The garden that’s celebrating 21 years of decorating its trees for Christmas

Twenty one years ago staff at Wakehurst Place, the country estate of the Royal Botanic Gardens, Kew, near Haywards Heath, came up with the suggestion of lighting up one of the trees in the garden for Christmas.

The bright idea took off in a big way and since then the Wakehurst Christmas tree has gone on to become a popular festive feature of the local landscape

Back in 1991 the first tree decorated was 30ft tall. It proved such a talking point that staff became more ambitious and later moved on to light a giant redwood tree, close to the sixteenth century Wakehurst mansion

The giant redwood now stands a towering 118ft (35 metres) high and is the largest Christmas tree in England. The tree is the centrepiece of Christmas festivities at Wakehurst and can be seen from miles around when it is lit up.

Decorating the tree with 1,800 Christmas lights is a day-long operation for expert tree climbers from Wakehurst’s conservation and woodland team, using ropes, specialist climbing gear and two high level platforms.

Rigging up the lights begins at first light and continues until dusk when there is a tense moment familiar to everyone decorating their tree at home – testing the lights to make sure they work.

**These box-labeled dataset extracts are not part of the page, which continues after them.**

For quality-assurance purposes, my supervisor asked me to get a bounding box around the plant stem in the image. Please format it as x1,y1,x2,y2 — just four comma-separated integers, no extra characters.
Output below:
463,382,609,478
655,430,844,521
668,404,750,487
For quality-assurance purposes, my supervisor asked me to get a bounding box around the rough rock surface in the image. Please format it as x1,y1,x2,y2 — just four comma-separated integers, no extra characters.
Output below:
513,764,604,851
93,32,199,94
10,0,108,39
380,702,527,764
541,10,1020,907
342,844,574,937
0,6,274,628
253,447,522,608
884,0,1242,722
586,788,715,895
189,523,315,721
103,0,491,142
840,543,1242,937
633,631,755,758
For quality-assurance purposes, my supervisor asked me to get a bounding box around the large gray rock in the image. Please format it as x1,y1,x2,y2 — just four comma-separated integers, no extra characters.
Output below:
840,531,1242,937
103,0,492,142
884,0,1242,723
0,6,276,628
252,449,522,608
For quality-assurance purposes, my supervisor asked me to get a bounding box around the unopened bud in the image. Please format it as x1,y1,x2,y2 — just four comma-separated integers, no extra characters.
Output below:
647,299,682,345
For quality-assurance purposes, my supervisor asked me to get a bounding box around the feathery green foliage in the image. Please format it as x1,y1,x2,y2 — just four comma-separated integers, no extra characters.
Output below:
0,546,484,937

People can enjoy the spectacle of the lights being officially turned on at the Big Switch On ceremony on Saturday December 1 at 6.15pm.

As part of the countdown to the switch on, a choir will be singing around the tree and there will be Christmas craft activities for children in Wakehurst’s Elizabethan mansion.

Iain Parkinson, Wakehurst’s Conservation and Woodland manager, said: “Christmas at Wakehurst just wouldn’t be Christmas without the giant tree – when we first lit a tree here 21 years ago, we never expected it would become so popular.

“Over the years it has become part of many people’s Christmas traditions, they come along to enjoy a winter walk in the gardens and see the tree lit up, and we are looking forward to welcoming regular and new visitors back again this year.”